Aqui no site da Discografia Brasileira, a voz de João Gilberto pode ser ouvida em 19 gravações, inclusive as anteriores à bossa nova, quando ainda cantava com o vozeirão e os vibratos que ele mesmo deixaria pra trás em 1958 (clique aqui para ler sobre o João do início dos anos 50). Na maioria delas é acompanhado pela orquestra dirigida por outro protagonista da bossa nova, Antonio Carlos Jobim, compositor da pioneira “Chega de saudade”, “O nosso amor”, “A felicidade” (as três com Vinicius de Moraes), “Samba de uma nota só” e “Desafinado” (ambas com Newton Mendonça).
O nome de João Gilberto também aparece na Discografia Brasileira como autor de três músicas (“Bim bom”, “Ho ba la lá” e “Minha saudade”, esta última com João Donato) e intérprete de sambas da década de 1940 que ele reformatou nos moldes enxutos da bossa nova, criando novos clássicos sessentistas: “Morena boca de ouro” (Ary Barroso), “Doralice” (Dorival Caymmi e Antônio Almeida) e “Bolinha de papel” (Geraldo Pereira e Arnaldo Passos).

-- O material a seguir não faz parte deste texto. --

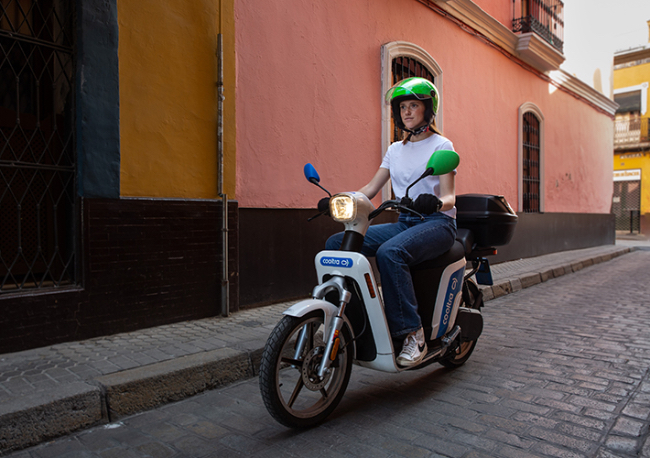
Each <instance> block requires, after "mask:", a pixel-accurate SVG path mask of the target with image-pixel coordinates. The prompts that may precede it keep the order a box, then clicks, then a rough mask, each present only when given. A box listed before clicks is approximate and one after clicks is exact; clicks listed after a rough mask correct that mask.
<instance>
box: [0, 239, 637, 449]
mask: <svg viewBox="0 0 650 458" xmlns="http://www.w3.org/2000/svg"><path fill="white" fill-rule="evenodd" d="M649 266H650V251H634V252H632V253H630V254H626V255H624V256H621V257H618V258H616V259H613V260H611V261H609V262H606V263H602V264H598V265H595V266H591V267H587V268H584V269H582V270H580V271H578V272H576V273H574V274H571V275H564V276H562V277H560V278H556V279H553V280H550V281H548V282H545V283H541V284H538V285H535V286H532V287H530V288H527V289H524V290H522V291H519V292H517V293H514V294H509V295H507V296H504V297H500V298H498V299H495V300H492V301H489V302H488V303H487V304H486V306H485V308H484V309H483V312H484V317H485V328H484V333H483V335H482V336H481V338H480V339H479V343H478V346H477V349H476V351H475V352H474V354H473V355H472V357H471V358H470V360H469V361H468V363H467V364H466V365H465V366H463V367H461V368H459V369H456V370H453V371H450V370H447V369H443V368H442V367H440V366H430V367H429V368H425V369H423V370H420V371H413V372H409V373H404V374H399V375H393V374H385V373H381V372H374V371H370V370H366V369H362V368H359V367H356V366H355V367H354V368H353V372H352V378H351V382H350V387H349V388H348V391H347V393H346V395H345V397H344V398H343V401H342V402H341V404H340V405H339V407H338V408H337V410H335V412H334V414H333V415H332V416H331V417H330V419H329V420H328V421H327V422H326V423H325V424H324V425H323V426H321V427H319V428H315V429H313V430H309V431H303V432H297V431H291V430H288V429H286V428H284V427H282V426H280V425H278V424H276V423H275V422H274V421H273V419H272V418H271V417H270V416H269V415H268V413H267V412H266V410H265V408H264V406H263V404H262V400H261V397H260V394H259V389H258V385H257V383H258V380H257V378H253V379H250V380H247V381H245V382H240V383H238V384H235V385H231V386H229V387H226V388H223V389H219V390H214V391H210V392H207V393H204V394H201V395H198V396H195V397H192V398H189V399H187V400H185V401H181V402H177V403H175V404H170V405H166V406H163V407H161V408H158V409H156V410H151V411H148V412H145V413H141V414H138V415H133V416H130V417H126V418H123V419H122V420H120V421H118V422H115V423H112V424H110V425H106V426H99V427H95V428H92V429H90V430H87V431H83V432H80V433H77V434H74V435H71V436H67V437H64V438H61V439H58V440H55V441H52V442H49V443H46V444H43V445H40V446H37V447H34V448H31V449H27V450H24V451H22V452H16V453H14V454H12V455H10V456H12V457H15V458H28V457H29V458H46V457H48V458H49V457H91V456H92V457H103V458H108V457H119V458H128V457H135V456H152V457H239V456H242V457H243V456H254V457H284V456H296V457H302V456H309V457H353V456H358V457H398V456H400V457H401V456H403V457H438V456H444V457H467V458H469V457H501V458H503V457H518V458H522V457H531V458H532V457H540V458H541V457H597V458H615V457H620V458H623V457H650V441H648V440H647V438H648V424H649V423H648V422H649V420H650V375H649V373H648V368H649V367H650V331H649V330H648V329H649V327H650V307H649V304H648V303H649V302H650V301H649V297H650V294H649V293H650V287H649V286H648V283H647V275H648V274H647V269H648V267H649Z"/></svg>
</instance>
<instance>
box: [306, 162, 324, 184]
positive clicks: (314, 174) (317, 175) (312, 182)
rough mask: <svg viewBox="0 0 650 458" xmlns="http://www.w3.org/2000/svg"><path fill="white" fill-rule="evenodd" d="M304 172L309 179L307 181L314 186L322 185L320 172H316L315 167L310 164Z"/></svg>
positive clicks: (307, 164) (308, 165)
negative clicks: (319, 176) (311, 183)
mask: <svg viewBox="0 0 650 458" xmlns="http://www.w3.org/2000/svg"><path fill="white" fill-rule="evenodd" d="M303 171H304V173H305V178H307V181H309V182H310V183H314V184H316V183H320V177H319V176H318V172H317V171H316V169H315V168H314V166H313V165H311V164H309V163H307V164H305V168H304V170H303Z"/></svg>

Releituras que ajudam a entender a própria bagagem artística de João, como afirma a cantora Bebel Gilberto. “Essa era a especialidade dele, isso era o grande barato do papai”, avalia a cantora. “Eram coisas que ele escutava quando criança. Então, ele foi crescendo e escutando aquilo e provavelmente dentro da cabeça dele, ou até quando ele estava fazendo conservatório de música, ele já estava imaginando como ele poderia fazer – apesar de estar ainda ali, fechado nas possibilidades: não saber ousar, ser tão jovem, ter medo de ousar... Depois ele foi encontrando o som dele e cada vez mais inovando.”

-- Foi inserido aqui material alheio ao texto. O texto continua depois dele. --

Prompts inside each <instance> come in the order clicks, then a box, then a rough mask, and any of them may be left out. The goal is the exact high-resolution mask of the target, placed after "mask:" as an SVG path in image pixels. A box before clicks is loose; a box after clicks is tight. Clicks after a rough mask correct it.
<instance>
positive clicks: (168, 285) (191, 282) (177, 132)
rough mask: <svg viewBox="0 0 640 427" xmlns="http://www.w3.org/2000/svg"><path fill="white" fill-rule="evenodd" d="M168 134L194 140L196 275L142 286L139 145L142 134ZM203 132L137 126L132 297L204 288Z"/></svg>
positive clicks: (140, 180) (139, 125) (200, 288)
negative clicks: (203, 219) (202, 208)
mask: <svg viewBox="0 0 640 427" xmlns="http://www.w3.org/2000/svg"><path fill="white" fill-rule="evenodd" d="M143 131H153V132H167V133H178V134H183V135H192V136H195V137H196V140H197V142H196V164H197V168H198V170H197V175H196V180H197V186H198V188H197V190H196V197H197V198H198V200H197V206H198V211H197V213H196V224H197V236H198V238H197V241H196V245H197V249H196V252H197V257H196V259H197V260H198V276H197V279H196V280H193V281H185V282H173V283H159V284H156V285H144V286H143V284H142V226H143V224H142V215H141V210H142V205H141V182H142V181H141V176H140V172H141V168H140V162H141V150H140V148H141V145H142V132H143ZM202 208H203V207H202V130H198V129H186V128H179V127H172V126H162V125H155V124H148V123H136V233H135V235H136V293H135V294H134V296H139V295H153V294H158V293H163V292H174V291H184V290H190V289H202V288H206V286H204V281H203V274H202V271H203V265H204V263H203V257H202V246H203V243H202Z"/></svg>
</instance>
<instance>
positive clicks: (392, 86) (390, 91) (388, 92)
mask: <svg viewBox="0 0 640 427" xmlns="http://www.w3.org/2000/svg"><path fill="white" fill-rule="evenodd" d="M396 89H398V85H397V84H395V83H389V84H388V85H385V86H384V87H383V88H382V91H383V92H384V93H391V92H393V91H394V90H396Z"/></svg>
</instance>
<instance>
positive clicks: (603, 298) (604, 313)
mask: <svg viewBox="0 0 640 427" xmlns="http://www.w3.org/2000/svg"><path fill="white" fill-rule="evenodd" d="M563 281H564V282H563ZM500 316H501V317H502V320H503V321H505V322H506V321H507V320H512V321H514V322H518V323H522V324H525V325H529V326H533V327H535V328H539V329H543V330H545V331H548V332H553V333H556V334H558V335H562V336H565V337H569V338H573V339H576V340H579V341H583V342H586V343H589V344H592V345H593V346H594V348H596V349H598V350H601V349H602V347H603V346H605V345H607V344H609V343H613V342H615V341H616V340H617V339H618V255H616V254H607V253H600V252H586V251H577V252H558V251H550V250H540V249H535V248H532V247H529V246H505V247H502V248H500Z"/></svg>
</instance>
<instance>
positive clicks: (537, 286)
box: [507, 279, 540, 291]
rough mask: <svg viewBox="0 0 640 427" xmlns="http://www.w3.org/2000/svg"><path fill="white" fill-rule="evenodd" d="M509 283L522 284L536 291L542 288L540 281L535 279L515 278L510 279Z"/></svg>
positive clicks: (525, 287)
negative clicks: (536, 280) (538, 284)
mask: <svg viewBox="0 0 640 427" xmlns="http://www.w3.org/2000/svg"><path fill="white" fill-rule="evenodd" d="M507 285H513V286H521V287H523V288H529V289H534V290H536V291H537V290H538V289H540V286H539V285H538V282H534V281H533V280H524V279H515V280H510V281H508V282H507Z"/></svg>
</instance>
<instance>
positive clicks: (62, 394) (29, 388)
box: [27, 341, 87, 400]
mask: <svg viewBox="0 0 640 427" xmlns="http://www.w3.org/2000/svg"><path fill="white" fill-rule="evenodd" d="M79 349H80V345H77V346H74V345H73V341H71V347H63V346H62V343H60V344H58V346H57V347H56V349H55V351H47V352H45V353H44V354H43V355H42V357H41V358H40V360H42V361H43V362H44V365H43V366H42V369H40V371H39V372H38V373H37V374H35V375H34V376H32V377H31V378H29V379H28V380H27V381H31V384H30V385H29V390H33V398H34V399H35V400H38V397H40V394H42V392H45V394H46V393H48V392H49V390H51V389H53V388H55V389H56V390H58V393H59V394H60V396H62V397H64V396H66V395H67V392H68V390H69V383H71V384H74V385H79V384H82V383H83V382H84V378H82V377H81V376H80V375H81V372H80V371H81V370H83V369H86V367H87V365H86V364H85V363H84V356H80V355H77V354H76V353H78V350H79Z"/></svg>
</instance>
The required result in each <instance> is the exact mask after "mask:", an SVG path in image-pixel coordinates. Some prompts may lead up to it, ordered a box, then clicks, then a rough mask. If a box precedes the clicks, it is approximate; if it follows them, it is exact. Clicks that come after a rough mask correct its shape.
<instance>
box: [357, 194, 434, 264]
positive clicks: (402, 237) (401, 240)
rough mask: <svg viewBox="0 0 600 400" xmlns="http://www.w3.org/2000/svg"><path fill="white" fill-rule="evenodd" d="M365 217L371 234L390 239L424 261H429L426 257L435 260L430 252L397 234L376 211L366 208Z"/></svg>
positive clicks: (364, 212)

Bebel ressalta que a inovação se estendeu ao repertório, com músicas oitentistas como “Me chama” (Lobão) e “Lua e estrela” (Vinicius Cantuária), que ela interpretou com ele no início de carreira. Já entre as gravações mais antigas de João, a preferida da filha é “O pato” (Jaime Silva e Neusa Teixeira), lançada por ele num disco de 1960 e desde então um de seus números mais representativos: “Quem conhece papai entende que ele viaja na letra, na música, nos arranjos... E quando ele ficava cantando ‘O pato’ sozinho no violão, ele arrasava. Porque o ‘quéin, quéin, quéin’ não deixa de ser um mantra também, né?”

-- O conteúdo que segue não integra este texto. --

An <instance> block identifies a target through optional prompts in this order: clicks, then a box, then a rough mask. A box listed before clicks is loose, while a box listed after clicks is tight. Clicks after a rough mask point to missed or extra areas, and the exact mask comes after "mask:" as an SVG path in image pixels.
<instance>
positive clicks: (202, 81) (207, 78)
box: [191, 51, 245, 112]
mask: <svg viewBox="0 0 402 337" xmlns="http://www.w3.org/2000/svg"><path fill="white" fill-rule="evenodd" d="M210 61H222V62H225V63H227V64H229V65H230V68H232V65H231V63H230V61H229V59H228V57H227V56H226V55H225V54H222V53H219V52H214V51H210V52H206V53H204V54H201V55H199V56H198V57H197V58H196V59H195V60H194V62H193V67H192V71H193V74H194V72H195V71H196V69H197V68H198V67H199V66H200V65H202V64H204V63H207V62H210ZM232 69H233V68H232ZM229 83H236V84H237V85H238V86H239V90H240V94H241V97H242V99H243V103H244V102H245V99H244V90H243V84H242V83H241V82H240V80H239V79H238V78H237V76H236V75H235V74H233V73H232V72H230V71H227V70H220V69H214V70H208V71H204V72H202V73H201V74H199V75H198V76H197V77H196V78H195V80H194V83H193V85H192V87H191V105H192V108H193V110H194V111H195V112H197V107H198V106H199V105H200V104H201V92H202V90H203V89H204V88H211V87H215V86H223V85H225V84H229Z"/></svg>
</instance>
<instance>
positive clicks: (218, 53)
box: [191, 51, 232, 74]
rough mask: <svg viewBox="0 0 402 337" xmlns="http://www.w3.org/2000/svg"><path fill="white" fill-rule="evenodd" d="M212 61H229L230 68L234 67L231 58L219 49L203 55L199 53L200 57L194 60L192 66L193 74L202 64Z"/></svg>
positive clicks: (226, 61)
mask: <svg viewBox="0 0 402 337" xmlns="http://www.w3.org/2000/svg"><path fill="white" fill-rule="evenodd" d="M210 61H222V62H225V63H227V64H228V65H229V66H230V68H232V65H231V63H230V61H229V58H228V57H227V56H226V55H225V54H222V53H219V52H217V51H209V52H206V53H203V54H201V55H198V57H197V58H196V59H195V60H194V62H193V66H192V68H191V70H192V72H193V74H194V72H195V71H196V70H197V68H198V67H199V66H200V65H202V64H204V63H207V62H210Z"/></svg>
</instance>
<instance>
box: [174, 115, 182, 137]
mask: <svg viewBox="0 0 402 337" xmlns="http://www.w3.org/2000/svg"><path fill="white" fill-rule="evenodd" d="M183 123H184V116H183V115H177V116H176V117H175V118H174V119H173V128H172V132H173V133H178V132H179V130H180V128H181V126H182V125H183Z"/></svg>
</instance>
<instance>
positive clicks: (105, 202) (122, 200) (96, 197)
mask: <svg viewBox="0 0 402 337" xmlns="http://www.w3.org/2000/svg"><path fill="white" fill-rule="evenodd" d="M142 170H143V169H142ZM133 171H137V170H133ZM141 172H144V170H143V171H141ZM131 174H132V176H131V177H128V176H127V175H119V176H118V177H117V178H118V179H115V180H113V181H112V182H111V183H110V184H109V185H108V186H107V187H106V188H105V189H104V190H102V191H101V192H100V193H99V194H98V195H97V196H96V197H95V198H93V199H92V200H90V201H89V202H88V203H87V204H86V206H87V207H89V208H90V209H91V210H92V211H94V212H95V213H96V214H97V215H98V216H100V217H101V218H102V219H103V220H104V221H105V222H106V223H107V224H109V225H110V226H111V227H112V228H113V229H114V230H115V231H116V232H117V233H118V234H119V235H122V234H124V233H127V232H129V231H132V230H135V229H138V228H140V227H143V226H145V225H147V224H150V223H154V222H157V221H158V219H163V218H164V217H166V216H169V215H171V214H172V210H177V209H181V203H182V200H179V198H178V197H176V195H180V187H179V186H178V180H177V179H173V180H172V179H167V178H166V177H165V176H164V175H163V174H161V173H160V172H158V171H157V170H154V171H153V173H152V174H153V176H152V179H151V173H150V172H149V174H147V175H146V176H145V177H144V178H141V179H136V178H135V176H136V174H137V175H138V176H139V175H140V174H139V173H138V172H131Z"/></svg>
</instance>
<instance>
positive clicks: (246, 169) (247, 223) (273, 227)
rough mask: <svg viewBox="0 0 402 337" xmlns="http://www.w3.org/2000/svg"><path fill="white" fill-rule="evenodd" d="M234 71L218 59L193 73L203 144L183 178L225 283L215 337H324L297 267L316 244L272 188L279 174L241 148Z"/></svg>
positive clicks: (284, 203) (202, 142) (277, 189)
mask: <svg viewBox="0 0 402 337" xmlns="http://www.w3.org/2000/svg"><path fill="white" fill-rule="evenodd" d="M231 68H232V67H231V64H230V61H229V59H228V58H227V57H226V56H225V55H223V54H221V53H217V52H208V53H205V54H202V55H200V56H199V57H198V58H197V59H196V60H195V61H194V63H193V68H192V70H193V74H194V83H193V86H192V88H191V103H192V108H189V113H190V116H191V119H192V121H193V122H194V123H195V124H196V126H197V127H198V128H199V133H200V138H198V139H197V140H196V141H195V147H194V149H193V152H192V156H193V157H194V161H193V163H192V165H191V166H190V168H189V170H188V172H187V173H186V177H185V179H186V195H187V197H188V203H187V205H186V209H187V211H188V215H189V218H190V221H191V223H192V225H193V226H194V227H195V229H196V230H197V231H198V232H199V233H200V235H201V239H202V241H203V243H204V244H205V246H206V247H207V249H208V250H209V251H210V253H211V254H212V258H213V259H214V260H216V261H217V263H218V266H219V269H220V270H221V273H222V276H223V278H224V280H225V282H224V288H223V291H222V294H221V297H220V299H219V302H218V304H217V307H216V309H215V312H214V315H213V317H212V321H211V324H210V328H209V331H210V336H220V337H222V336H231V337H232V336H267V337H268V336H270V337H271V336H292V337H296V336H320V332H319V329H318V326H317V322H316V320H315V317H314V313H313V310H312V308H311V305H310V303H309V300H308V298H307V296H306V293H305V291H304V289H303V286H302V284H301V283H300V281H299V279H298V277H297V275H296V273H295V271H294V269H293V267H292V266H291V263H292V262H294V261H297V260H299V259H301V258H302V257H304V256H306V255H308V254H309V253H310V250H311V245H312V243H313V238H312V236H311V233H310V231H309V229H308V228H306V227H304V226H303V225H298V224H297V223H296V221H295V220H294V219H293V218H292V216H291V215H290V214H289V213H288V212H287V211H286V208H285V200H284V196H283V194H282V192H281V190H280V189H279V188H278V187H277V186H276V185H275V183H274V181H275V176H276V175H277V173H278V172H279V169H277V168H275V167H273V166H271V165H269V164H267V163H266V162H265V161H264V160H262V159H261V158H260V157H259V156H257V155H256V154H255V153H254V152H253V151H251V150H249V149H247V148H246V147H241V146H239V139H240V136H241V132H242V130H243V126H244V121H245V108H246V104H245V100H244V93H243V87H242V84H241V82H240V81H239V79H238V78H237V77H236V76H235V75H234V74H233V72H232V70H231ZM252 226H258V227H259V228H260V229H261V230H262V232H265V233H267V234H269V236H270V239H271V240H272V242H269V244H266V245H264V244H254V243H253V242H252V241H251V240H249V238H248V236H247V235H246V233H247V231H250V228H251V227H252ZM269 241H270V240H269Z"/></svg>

A cantora se reconecta com a arte do pai à medida que vem ouvindo discos dele, como “João Gilberto en México” (1970), gravado quando ela era pequena e vivia naquele país com ele e a cantora Miúcha, falecida em dezembro de 2018. Se por um lado não guarda tantas lembranças daquele tempo, por outro a audição traz memórias da relação com João: “Vou lembrando dos toques e até vendo coisas que eu não tinha percebido”, conta Bebel, que, entre as qualidades dele, destaca a preocupação permanente com a intenção no modo de cantar. “Papai era muito sedutor e isso também passava na música dele.”